Let's just keep working with the default as it came in and explore the options that you have here. First, let's go to the container options. The container is represented by this dotted bounding box, and the options are accessed here in the top right corner. You have to delete, you have duplicate, and under settings, you have padding and margins. Next to that, you have color, and this is going to apply to the content. For the alternate rows, you select this one that is active, and you apply the alternate color for those rows. And you will see this appear a few times within the table element. To the left, where you have more options, you can have the head at the top activated or deactivated as well as the sidebar. Rows are determined here. You can add more, but you are not limited to that. You can select and type in a value of your choice, and you'll be given those additional rows. Same for columns. The width is how this table is spaced within its bounding box. Preferably, leave it at 100%. To interact with the rest of the content within this table, you just select those areas.
If we go to the head tabs, you select, and you will see that you can add icons on a column by column basis. You can set it to the left, to the right, and change the size. Topography, the same, and then you can style out the color at the top again. Under settings, you have padding. This padding applies only to the header. To change the naming of the labels in the heading, it's simple. Just select and type in the text. The same goes for the sidebar. You will see And when I selected very similar to the header, we have the icon that you can change on a line by line basis.
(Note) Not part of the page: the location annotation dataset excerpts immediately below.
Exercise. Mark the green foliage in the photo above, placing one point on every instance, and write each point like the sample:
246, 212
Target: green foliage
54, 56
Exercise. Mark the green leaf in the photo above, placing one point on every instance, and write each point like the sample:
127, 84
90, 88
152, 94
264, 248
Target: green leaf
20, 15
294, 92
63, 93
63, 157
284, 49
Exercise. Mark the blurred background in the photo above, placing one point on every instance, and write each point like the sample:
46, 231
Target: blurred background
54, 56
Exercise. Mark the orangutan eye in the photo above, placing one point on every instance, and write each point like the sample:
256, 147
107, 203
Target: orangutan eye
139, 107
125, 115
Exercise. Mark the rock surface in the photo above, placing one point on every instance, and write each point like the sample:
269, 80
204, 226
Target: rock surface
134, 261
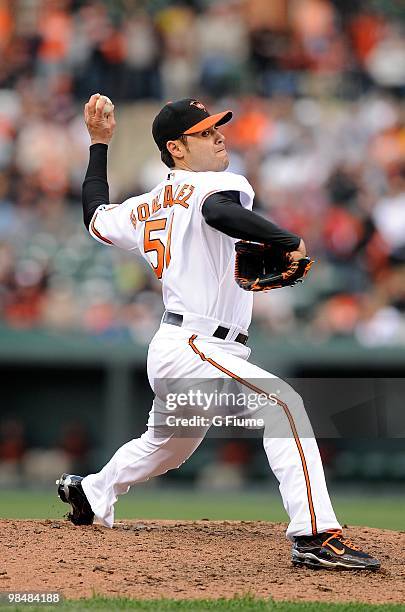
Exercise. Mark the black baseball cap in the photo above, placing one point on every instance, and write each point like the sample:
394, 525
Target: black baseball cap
186, 116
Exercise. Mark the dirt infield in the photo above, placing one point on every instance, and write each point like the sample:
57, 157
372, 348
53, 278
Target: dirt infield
188, 559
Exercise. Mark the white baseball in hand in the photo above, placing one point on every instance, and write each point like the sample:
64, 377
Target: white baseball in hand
108, 106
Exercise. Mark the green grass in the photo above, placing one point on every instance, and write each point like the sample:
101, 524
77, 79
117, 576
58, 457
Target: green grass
241, 604
383, 511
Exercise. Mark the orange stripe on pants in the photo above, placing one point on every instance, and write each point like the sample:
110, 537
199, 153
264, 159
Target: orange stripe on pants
287, 413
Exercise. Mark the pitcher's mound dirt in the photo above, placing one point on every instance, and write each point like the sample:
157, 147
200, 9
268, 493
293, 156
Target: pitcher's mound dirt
188, 560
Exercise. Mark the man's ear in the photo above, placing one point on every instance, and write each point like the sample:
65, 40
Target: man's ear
174, 148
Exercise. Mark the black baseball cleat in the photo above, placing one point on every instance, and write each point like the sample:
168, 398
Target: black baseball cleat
331, 550
71, 492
You can set your topography, which will apply to all, and then you have the color. Again, you can set it as a uniform color, and then you have the option for alternatives. Reverting back to the default that we started with, it is paramount that when you work with these large content containers like the table element that you go and view it on responsive displays like tablets and mobile. Let's go and see how this will display on a tablet, and you will immediately begin to feel it may get a little bit squashed.
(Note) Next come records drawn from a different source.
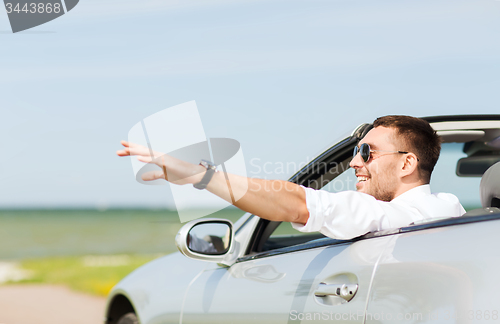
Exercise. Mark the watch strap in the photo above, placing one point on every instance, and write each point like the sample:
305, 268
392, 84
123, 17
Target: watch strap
211, 169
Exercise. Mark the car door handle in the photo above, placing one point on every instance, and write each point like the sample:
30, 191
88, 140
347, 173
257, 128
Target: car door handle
344, 291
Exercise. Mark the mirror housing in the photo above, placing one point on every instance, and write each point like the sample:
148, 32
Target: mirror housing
207, 239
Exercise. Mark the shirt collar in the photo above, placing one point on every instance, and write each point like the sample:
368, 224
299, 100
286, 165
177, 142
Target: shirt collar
412, 193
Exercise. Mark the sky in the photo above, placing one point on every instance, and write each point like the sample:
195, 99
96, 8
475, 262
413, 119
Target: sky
284, 78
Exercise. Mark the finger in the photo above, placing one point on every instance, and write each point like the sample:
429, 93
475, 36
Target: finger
124, 152
153, 175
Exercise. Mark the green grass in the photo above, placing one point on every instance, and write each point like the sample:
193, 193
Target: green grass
48, 233
54, 245
77, 274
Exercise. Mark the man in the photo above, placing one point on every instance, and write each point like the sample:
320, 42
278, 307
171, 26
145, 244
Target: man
393, 164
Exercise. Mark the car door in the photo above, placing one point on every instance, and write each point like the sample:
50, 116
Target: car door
288, 277
287, 285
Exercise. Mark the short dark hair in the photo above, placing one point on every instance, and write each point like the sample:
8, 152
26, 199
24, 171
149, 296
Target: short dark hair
417, 136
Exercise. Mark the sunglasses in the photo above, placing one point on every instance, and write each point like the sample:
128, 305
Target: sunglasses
365, 152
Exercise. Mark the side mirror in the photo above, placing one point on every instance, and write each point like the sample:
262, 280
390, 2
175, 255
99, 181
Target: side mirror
205, 239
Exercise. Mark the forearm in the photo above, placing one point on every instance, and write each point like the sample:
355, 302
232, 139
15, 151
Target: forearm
274, 200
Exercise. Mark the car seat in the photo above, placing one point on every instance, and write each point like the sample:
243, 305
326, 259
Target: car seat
489, 191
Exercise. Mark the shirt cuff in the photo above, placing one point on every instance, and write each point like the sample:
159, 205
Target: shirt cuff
312, 221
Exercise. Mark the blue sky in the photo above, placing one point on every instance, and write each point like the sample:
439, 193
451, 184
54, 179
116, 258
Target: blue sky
284, 78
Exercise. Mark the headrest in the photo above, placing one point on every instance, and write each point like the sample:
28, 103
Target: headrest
490, 187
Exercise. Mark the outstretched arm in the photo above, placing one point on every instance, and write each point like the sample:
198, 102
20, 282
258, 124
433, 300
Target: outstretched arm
274, 200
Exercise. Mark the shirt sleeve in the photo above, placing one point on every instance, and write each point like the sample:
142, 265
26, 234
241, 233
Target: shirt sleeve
349, 214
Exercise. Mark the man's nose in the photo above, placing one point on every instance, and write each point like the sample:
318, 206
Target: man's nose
356, 162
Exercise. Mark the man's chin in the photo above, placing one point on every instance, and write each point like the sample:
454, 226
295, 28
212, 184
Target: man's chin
361, 187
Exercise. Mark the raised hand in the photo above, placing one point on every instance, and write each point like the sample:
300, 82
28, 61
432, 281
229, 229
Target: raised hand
173, 170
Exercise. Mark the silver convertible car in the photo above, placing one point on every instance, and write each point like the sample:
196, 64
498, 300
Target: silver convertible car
443, 270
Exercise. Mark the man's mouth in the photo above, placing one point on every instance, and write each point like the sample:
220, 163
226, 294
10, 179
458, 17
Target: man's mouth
362, 178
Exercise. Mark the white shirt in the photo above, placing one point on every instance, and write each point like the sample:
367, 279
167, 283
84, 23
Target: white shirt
348, 214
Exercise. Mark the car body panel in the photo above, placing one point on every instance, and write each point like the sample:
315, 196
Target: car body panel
438, 275
289, 281
430, 268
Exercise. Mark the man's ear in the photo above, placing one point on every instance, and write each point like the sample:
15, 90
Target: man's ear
410, 164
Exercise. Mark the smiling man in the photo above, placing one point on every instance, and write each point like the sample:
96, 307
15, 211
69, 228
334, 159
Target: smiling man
393, 164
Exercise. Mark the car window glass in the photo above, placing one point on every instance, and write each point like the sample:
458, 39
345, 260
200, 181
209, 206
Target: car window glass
445, 179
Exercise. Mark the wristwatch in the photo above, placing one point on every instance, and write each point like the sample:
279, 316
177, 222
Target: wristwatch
211, 169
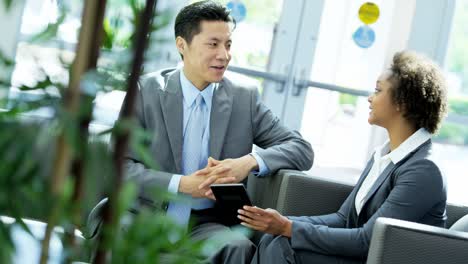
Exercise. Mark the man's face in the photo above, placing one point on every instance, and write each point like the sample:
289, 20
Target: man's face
207, 56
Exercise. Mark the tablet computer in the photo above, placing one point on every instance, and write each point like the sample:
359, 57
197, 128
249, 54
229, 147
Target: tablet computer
230, 198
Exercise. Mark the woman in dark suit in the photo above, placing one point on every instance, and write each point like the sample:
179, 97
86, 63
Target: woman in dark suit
400, 180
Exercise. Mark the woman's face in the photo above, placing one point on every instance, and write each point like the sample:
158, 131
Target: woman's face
383, 110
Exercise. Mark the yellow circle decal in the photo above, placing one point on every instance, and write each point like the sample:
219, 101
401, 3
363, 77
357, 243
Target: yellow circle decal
369, 13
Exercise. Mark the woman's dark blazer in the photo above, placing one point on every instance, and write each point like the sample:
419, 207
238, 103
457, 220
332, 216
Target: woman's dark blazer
413, 190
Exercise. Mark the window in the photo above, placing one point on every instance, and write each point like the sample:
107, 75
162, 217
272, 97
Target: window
452, 141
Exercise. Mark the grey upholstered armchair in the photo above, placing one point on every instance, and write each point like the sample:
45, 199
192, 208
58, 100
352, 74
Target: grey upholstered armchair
393, 241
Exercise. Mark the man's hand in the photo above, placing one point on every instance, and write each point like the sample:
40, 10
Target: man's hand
190, 184
234, 169
265, 220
Here, we only work with two columns, but you can understand that if we had more columns here, you will definitely run into a problem. And that's where you may have to decide to do something different, hide this element and bring in something different for a tablet, and then same for mobile. On the mobile, once it does get squashed, you see that we have the scrolling bar at the bottom, which we can move and we can access the rest of the information. So if you really need a big table with lots of content, not all is lost, you will have the scroll function.